[v2,2/2] remote.c: fix handling of %(push:remoteref)

Message ID	20200303161223.1870298-3-damien.olivier.robert+git@gmail.com (mailing list archive)
State	New, archived
Headers	show Return-Path: <SRS0=wY2r=4U=vger.kernel.org=git-owner@kernel.org> From: Damien Robert <damien.olivier.robert@gmail.com> To: git@vger.kernel.org, Jeff King <peff@peff.net> Cc: Damien Robert <damien.olivier.robert+git@gmail.com> Subject: [PATCH v2 2/2] remote.c: fix handling of %(push:remoteref) Date: Tue, 3 Mar 2020 17:12:23 +0100 Message-Id: <20200303161223.1870298-3-damien.olivier.robert+git@gmail.com> In-Reply-To: <20200303161223.1870298-1-damien.olivier.robert+git@gmail.com> References: <20200302133217.GA1176622@coredump.intra.peff.net> <20200303161223.1870298-1-damien.olivier.robert+git@gmail.com> MIME-Version: 1.0 Content-Transfer-Encoding: 8bit Sender: git-owner@vger.kernel.org Precedence: bulk
Series	\| expand [v2,0/2] [v2,1/2] remote: drop "explicit" parameter from remote_ref_for_branch() [v2,2/2] remote.c: fix handling of %(push:remoteref)

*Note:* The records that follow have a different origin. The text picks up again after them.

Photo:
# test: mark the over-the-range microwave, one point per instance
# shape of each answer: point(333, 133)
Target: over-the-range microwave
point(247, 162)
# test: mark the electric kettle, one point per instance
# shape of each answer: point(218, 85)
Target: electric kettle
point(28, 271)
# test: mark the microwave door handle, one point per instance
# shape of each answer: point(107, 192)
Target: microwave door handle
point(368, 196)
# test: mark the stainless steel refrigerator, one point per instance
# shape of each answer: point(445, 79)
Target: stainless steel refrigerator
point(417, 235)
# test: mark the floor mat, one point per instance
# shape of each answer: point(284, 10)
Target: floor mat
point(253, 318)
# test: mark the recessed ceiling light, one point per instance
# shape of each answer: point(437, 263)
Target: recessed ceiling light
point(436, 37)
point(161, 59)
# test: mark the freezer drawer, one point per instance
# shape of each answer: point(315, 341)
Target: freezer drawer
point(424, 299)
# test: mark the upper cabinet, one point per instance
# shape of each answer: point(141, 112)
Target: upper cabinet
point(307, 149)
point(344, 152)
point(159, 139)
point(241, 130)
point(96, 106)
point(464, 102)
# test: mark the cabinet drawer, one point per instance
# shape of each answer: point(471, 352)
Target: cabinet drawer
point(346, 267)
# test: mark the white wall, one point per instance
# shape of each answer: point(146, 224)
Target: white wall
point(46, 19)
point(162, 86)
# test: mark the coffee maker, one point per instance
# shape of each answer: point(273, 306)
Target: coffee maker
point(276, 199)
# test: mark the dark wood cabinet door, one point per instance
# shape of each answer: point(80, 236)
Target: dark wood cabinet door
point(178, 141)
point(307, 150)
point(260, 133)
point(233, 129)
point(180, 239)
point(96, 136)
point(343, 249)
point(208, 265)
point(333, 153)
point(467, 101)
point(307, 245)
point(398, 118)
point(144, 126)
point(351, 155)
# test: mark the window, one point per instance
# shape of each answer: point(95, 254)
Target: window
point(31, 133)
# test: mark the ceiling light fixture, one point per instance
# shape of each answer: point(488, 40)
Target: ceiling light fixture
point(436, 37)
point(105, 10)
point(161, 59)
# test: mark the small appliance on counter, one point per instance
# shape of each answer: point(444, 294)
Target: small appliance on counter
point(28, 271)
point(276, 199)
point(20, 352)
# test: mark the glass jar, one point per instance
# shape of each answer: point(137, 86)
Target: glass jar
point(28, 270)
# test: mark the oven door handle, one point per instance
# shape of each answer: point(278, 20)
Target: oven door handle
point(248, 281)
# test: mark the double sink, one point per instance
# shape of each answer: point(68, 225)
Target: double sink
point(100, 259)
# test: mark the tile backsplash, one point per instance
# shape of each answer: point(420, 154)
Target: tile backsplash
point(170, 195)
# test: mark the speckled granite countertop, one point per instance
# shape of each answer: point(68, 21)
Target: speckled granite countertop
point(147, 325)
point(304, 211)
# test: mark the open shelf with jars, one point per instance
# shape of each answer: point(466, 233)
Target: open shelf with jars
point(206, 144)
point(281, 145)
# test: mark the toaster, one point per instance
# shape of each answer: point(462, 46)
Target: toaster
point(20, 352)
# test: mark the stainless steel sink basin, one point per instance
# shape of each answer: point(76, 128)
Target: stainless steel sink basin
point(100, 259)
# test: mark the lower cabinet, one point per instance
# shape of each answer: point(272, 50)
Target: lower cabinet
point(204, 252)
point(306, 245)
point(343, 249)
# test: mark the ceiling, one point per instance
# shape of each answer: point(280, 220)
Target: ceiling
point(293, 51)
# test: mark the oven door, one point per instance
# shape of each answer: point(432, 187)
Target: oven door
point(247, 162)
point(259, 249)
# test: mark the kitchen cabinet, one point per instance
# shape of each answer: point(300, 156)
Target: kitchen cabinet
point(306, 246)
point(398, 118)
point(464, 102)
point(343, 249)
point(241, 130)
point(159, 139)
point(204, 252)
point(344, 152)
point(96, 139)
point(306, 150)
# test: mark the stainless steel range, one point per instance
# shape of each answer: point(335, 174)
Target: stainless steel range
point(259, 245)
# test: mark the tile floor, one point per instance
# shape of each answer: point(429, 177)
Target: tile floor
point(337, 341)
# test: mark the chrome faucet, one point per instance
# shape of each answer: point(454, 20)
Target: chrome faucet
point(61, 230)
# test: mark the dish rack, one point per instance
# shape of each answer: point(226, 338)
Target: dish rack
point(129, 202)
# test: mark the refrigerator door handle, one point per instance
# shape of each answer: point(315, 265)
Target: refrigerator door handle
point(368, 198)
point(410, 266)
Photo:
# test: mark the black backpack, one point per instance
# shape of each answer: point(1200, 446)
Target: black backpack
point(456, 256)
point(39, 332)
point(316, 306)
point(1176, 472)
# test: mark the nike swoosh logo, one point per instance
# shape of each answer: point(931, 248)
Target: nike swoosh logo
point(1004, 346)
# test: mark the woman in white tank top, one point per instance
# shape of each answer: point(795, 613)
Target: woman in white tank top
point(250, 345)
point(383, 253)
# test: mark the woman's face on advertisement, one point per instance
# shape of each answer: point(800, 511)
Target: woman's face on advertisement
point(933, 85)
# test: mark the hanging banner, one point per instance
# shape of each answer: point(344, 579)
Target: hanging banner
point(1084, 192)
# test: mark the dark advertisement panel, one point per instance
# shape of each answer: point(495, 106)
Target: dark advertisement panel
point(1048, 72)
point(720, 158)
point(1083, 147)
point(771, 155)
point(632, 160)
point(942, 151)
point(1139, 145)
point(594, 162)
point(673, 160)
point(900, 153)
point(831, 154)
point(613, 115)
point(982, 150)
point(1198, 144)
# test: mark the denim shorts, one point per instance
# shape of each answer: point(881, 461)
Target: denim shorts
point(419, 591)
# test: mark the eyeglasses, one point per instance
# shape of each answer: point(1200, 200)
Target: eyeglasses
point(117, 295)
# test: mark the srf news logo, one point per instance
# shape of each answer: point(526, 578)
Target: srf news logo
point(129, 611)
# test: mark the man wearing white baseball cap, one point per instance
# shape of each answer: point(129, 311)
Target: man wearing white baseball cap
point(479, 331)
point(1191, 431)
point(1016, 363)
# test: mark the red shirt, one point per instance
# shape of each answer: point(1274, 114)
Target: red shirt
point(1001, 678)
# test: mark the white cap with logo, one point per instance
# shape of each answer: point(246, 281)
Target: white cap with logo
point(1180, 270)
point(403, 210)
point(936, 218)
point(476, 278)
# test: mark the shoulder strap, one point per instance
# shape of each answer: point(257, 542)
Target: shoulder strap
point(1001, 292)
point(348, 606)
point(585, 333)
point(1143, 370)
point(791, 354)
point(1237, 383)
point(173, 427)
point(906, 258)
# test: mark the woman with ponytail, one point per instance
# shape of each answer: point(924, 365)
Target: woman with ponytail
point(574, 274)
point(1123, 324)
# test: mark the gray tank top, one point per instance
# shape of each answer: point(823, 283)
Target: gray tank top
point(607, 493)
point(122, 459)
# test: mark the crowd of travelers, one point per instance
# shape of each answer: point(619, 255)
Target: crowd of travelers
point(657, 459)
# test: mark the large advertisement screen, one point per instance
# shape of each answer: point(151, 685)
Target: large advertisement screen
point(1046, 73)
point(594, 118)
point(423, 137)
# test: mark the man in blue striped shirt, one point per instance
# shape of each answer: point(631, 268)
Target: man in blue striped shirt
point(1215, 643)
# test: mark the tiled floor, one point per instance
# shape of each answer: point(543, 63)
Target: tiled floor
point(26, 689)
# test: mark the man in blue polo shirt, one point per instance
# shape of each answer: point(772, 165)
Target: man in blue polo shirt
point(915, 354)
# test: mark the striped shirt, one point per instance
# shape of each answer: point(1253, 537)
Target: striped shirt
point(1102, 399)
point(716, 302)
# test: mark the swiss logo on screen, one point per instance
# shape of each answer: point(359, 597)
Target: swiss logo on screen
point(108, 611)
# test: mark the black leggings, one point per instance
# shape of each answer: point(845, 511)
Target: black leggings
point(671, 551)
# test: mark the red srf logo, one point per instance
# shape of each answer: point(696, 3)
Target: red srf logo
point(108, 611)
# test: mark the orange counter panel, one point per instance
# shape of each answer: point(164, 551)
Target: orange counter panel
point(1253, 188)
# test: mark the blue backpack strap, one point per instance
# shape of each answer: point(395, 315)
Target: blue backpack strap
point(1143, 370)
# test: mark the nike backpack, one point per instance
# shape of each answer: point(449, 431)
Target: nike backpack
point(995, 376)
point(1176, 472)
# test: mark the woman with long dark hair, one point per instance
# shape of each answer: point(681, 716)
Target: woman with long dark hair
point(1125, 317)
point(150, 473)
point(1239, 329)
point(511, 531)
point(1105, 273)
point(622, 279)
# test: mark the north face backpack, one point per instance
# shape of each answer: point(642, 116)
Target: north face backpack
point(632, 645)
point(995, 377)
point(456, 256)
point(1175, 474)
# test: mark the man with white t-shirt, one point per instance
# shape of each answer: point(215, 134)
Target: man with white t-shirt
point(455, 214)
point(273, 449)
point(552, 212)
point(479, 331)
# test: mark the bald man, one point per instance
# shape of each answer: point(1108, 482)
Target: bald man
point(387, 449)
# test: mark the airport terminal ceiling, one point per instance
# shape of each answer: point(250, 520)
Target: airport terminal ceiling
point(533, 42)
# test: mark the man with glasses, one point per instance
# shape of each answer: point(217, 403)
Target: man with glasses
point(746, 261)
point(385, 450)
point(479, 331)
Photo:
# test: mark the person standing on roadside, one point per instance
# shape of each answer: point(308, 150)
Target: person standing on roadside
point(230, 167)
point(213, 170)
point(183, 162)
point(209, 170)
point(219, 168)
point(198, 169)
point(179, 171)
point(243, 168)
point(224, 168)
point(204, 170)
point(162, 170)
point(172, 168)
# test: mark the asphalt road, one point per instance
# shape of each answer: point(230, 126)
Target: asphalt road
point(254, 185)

Damien Robert March 3, 2020, 4:12 p.m. UTC

Looking at the value of %(push:remoteref) only handles the case when an
explicit push refspec is passed. But it does not handle the fallback
cases of looking at the configuration value of `push.default`.

In particular, doing something like

    git config push.default current
    git for-each-ref --format='%(push)'
    git for-each-ref --format='%(push:remoteref)'

prints a useful tracking ref for the first for-each-ref, but an empty
string for the second.

Since the intention of %(push:remoteref), from 9700fae5ee (for-each-ref:
let upstream/push report the remote ref name) is to get exactly which
branch `git push` will push to, even in the fallback cases, fix this.

To get the meaning of %(push:remoteref), `ref-filter.c` calls
`remote_ref_for_branch`. We simply add a new static helper function,
`branch_get_push_remoteref` that follows the logic of
`branch_get_push_1`, and call it from `remote_ref_for_branch`.

We also update t/6300-for-each-ref.sh to handle all `push.default`
strategies. This involves testing `push.default=simple` twice, once
where there is a matching upstream branch and once when there is none.

Signed-off-by: Damien Robert <damien.olivier.robert+git@gmail.com>
---
 remote.c                | 106 +++++++++++++++++++++++++++++++---------
 t/t6300-for-each-ref.sh |  29 ++++++++++-
 2 files changed, 112 insertions(+), 23 deletions(-)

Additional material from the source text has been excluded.